5. Experimental results
5.1. Predictive performance comparison
Our GNN-based model achieved a mean AUC of 0.921 and a C-index of 0.887 on the test set, outperforming all baseline models by substantial margins. As shown in Table 1, traditional classifiers such as logistic regression (AUC 0.783) and random forest (AUC 0.812) lag behind, while the best non-graph deep learning baseline, the LSTM, reached only 0.850 AUC and 0.816 C-index. These results underscore the GNN’s ability to synthesize inter-firm structural data into predictive insights.
In addition to overall accuracy, we assessed model robustness under different macroeconomic conditions. Table 2 presents comparative results during the COVID-impacted fiscal year 2020. The GNN retained high discrimination power with an AUC of 0.903, while traditional models showed notable degradation, particularly the logistic model, whose AUC dropped to 0.731. These findings affirm that relational modeling not only boosts average predictive performance but also ensures stability under systemic stress, enabling more reliable early-warning systems for regulators and investors.
Model |
AUC |
C-index |
Logistic Regression |
0.783 |
0.752 |
Random Forest |
0.812 |
0.779 |
LSTM |
0.85 |
0.816 |
GNN (Ours) |
0.921 |
0.887 |
Model |
AUC |
C-index |
Logistic Regression |
0.731 |
0.701 |
Random Forest |
0.778 |
0.745 |
LSTM |
0.821 |
0.788 |
GNN (Ours) |
0.903 |
0.864 |
5.2. Ablation and sensitivity analysis
Ablation results showed that supply-chain links had the largest influence on model performance, followed by ownership ties and then shared directors. This ranking aligns with intuitive contagion channels: operational dependencies spread risk faster than governance overlaps. Sensitivity analysis revealed that the model’s performance was stable within one standard deviation of optimal hyperparameter settings, confirming robustness. Changes in dropout rates or layer depth had minor effects unless pushed to extremes. These findings suggest that while tuning is important, the GNN’s architecture inherently captures meaningful signal from the graph. The model’s resilience to small perturbations enhances its practical reliability in deployment.

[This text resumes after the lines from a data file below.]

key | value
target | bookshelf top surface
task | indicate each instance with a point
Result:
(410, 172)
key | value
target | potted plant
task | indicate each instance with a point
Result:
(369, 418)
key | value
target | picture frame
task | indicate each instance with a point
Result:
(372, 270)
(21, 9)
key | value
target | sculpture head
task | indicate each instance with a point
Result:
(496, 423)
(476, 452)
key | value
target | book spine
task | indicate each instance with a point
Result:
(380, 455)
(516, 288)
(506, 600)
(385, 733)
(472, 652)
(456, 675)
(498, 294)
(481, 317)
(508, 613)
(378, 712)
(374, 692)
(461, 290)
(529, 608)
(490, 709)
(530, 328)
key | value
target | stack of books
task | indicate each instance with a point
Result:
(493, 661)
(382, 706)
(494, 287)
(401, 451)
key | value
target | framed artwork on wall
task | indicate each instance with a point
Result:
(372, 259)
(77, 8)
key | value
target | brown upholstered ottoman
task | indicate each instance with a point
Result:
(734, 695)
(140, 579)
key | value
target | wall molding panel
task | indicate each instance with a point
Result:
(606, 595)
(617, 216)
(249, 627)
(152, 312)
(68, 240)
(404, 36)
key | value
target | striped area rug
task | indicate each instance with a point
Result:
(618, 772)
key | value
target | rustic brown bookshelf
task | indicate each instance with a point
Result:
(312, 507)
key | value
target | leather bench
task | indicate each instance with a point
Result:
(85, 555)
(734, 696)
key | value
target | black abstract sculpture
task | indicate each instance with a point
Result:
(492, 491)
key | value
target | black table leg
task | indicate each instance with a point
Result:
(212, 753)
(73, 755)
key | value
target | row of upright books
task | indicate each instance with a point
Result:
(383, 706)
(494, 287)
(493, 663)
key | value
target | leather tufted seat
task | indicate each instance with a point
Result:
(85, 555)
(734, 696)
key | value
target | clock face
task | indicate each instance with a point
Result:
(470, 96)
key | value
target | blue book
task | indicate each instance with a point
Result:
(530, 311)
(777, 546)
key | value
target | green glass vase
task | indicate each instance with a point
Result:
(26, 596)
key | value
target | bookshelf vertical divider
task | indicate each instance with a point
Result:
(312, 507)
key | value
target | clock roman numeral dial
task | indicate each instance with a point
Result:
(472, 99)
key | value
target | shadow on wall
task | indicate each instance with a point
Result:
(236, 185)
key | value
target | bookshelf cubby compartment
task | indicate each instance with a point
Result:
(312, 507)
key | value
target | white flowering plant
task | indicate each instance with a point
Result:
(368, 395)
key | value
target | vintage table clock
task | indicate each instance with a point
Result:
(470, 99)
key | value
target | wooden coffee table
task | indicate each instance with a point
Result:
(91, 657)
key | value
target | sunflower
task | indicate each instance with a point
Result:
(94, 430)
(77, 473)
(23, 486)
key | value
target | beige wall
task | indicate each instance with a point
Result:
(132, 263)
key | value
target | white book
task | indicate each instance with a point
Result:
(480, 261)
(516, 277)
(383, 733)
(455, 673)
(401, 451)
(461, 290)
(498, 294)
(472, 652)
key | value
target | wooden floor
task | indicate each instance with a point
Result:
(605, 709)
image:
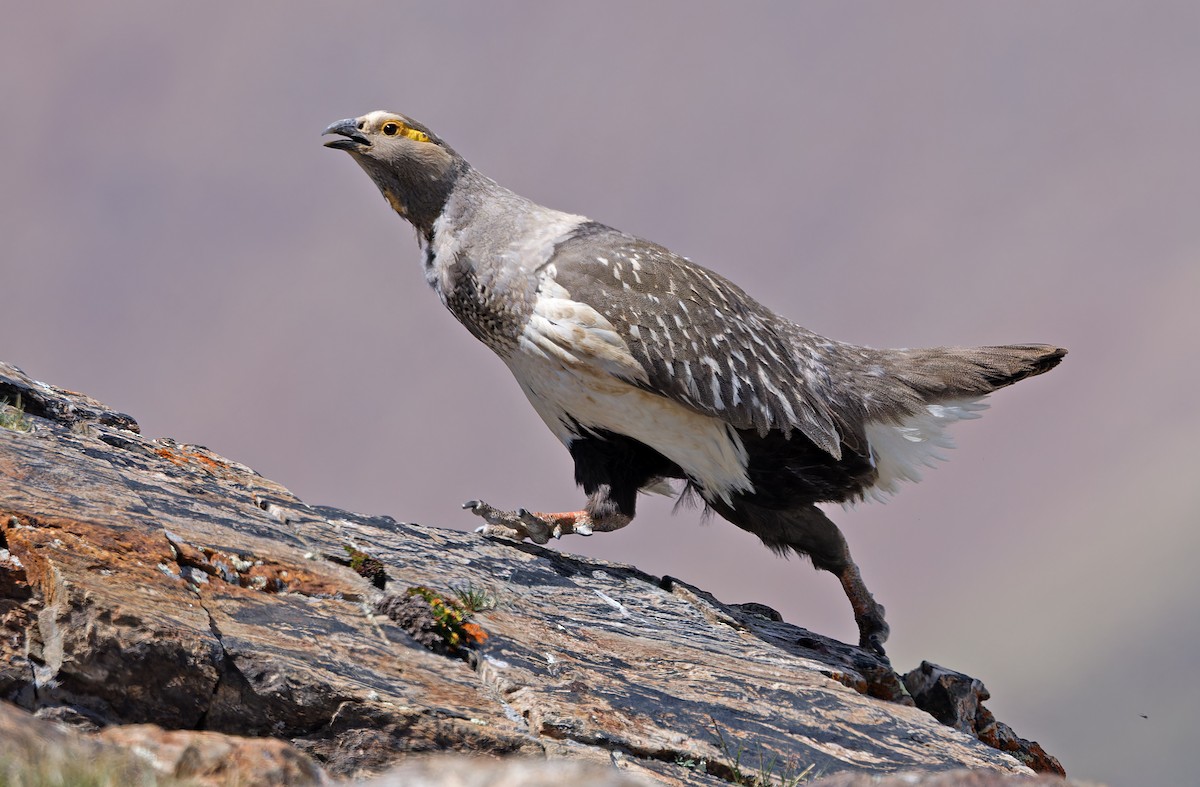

5.3. Case study of high-risk firms
To illustrate the model’s interpretability and practical value, we examined a defaulted electronics supplier flagged as high-risk 18 months before bankruptcy. Visualization of message-passing attention revealed concentrated influence from several distressed upstream partners. These relationships were not captured in traditional financial metrics, yet they significantly elevated the firm’s predicted hazard rate. The GNN architecture allowed us to trace how signals propagated through multiple network hops. This transparency enables risk managers to understand not just the “what” but the “why” behind predictions. Case-level analysis demonstrates that the model can serve as both a prediction tool and a decision-support system.
6. Conclusion
This study demonstrates that incorporating inter-firm relational data through graph neural networks significantly enhances the accuracy and robustness of corporate default prediction. The GNN-based approach captures both firm-specific financial signals and systemic exposures embedded in supply-chain and ownership networks. Empirical evaluations confirm its superiority over traditional models, particularly under macroeconomic stress. By visualizing risk propagation paths, the framework also improves interpretability. These findings advocate for broader adoption of network-aware risk models in credit analytics and financial regulation. Future research may explore dynamic graph extensions and cross-border firm linkages.